Ya era de día. La mayoría de las mujeres, especialmente una de su estatus y madurez, no harían tales cosas durante el día. Pero ella, después de todo, estaba en esa edad, y como una loba con piel de cordero, no iba a dejar pasar la oportunidad. Además, sentía una extraña atracción por Li Yang; su estatus y posición encajaban a la perfección. Así que, cuando ya había amanecido, Li Yang se coló en su habitación. Ella no se contuvo ni se resistió, y lo arrastró al baño. Entonces, la ropa voló por los aires y se desató un encuentro apasionado.
Mientras se sentía completamente satisfecha, con el alma flotando en las nubes, ya habían pasado media mañana.
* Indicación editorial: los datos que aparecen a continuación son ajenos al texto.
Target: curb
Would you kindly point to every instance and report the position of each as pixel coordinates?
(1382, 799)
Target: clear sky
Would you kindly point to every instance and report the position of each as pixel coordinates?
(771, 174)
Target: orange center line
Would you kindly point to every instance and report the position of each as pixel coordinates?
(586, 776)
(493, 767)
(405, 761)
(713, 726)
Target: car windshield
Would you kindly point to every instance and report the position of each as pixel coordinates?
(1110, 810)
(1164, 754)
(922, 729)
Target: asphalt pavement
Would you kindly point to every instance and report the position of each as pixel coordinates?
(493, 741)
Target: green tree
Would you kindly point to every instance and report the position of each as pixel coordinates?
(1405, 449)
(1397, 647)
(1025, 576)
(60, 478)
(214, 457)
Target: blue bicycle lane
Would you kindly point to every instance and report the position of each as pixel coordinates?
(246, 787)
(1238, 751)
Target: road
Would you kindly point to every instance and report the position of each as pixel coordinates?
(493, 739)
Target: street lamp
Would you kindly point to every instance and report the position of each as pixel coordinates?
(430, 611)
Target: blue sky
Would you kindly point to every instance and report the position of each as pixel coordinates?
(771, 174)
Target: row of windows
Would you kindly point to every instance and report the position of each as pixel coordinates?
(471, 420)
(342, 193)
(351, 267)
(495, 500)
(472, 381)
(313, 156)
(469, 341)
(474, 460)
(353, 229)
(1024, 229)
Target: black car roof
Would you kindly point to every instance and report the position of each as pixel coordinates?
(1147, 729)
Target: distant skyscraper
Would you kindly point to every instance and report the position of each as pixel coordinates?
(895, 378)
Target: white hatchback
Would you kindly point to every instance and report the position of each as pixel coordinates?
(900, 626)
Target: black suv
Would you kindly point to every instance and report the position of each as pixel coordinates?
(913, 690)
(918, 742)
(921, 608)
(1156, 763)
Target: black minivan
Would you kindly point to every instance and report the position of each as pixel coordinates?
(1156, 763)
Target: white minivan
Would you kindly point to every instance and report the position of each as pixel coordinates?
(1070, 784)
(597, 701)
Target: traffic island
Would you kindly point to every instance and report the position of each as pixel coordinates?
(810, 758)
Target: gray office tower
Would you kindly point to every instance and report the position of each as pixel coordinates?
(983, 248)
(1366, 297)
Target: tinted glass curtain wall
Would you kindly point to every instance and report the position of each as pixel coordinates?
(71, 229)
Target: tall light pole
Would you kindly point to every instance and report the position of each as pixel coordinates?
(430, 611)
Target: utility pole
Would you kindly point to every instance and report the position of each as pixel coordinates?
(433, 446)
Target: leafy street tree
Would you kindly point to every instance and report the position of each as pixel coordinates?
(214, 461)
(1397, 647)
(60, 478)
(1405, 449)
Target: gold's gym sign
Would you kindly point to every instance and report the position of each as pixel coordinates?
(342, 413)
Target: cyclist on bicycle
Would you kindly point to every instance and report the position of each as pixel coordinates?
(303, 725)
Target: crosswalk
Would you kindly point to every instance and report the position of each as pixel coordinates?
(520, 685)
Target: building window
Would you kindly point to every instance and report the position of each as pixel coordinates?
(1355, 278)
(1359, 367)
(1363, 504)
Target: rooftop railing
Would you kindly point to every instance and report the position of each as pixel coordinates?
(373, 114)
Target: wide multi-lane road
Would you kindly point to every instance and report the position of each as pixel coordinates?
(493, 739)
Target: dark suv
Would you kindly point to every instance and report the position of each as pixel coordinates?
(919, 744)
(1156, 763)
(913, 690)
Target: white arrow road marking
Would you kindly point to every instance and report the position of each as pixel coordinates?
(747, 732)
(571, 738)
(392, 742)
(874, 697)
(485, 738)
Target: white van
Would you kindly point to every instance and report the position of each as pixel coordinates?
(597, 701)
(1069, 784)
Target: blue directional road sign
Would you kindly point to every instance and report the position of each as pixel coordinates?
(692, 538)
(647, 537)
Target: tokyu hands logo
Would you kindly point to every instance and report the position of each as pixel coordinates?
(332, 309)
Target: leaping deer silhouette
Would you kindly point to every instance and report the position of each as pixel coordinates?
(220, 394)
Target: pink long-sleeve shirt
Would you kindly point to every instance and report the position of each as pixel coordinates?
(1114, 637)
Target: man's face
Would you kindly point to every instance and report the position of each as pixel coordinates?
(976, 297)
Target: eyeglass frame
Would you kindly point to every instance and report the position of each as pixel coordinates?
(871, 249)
El sudor que los envolvía era prueba de su armonía y alegría. Aunque doloridas y entumecidas, sus piernas no le dolían. A pesar de la fuerza y las insaciables exigencias de Li Yang, lo soportó todo, con el corazón rebosante de placer y satisfacción. Hacía mucho tiempo que no se sentía tan a gusto. Absorta en el momento, abrazó con fuerza la cintura de Li Yang, y ambos disfrutaron de la tranquilidad tras la tormenta en la espaciosa cama.
Capítulo 822: Mascota privada
"¿Puedes decirme cómo llegaste a la ciudad de Jiangnan? ¿Por qué no he recibido ninguna noticia?", preguntó Li Yang con satisfacción, acariciando su piel suave.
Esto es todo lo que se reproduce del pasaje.